You can see in this little photo a rudimentary leaf which is just a buff yellow colour as is the stalk. In fact Bird’s-nest Orchids do have a very small amount of chlorophyll, but not enough to give it any sort of green colour and also not enough to carry out photosynthesis and to produce sugars. Most orchids have a symbiotic relationship with soil fungi but this one has taken it a stage further and become totally parasitic.
I said it was growing a bit off piste and by this I mean it is not often seen in the central area of the Forest of Dean. Frank D Williams says that this was the first time he had ever seen one growing in this part of Gloucestershire. Reference to the online atlas of British and Irish Flora tells us that the preferred pH for this species is 7 or neutral. Now much of the Forest of Dean is acidic so that is probably why it is rarely seen here. Possibly the reason this specimen was growing here is because the cycle path close to where it was located had been made up with limestone gravel.
The afore mentioned atlas does show that there are records for this orchid along the Wye valley north of Monmouth and in Symonds Yat area. Indeed it is found throughout the UK but has declined recently, only the blue dots represent recent observations.
I recently found a few specimens growing in Whitebrook which is a tributary of the river Wye and is a delightful but narrow road that follows the brook up from the Wye towards the villages of Penarth and the Narth. There are parts where you can follow the brook along a footpath and other regions where you have to resort to the road but there are not that many vehicles so you can stand and stare at the wild flowers and the fantastic houses and some old ruins.

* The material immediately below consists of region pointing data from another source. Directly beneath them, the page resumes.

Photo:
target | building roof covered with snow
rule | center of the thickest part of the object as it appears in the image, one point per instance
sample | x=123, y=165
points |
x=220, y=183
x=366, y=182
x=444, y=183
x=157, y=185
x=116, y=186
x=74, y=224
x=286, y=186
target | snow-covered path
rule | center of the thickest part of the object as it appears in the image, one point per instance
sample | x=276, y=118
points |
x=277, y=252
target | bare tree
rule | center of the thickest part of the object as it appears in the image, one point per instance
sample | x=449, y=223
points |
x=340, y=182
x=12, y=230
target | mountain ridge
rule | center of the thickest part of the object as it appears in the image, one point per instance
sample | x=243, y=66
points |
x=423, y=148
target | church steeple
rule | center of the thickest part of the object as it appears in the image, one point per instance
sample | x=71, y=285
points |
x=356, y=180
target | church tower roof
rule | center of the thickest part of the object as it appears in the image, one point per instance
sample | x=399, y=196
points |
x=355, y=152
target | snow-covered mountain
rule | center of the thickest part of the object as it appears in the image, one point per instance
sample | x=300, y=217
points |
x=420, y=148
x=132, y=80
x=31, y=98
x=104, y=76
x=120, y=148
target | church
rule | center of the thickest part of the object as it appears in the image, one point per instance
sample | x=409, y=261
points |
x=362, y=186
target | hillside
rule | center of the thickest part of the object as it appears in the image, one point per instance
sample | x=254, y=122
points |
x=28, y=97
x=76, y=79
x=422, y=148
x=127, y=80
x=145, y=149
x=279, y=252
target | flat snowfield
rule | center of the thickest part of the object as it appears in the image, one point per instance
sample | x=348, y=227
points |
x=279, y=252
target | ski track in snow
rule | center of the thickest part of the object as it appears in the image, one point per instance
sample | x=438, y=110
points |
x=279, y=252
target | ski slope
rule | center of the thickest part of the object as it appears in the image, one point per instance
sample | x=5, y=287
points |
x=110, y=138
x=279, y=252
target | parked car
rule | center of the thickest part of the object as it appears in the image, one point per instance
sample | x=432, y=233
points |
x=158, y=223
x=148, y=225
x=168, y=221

Having never seen a Birds Nest Orchid before last year, mostly because I lived in East Anglia and they are not so common there, I have now seen them yet again, making three locations in one year. This time they were in some woods near Staunton on the Monmouth to Gloucester road. Also this time there were about 50/60 of them growing quite close together in a loosely scattered patch.
You may be wondering why it is called Birds Nest orchid, well this is because were you to dig it up, which of course would be totally illegal, then you would find the roots are matted together and somewhat reminiscent of a birds nest. Incidentally the word orchid comes from the Greek word orkhis meaning testicles and this is because some orchids have swollen roots which resemble a pair of testicles!!.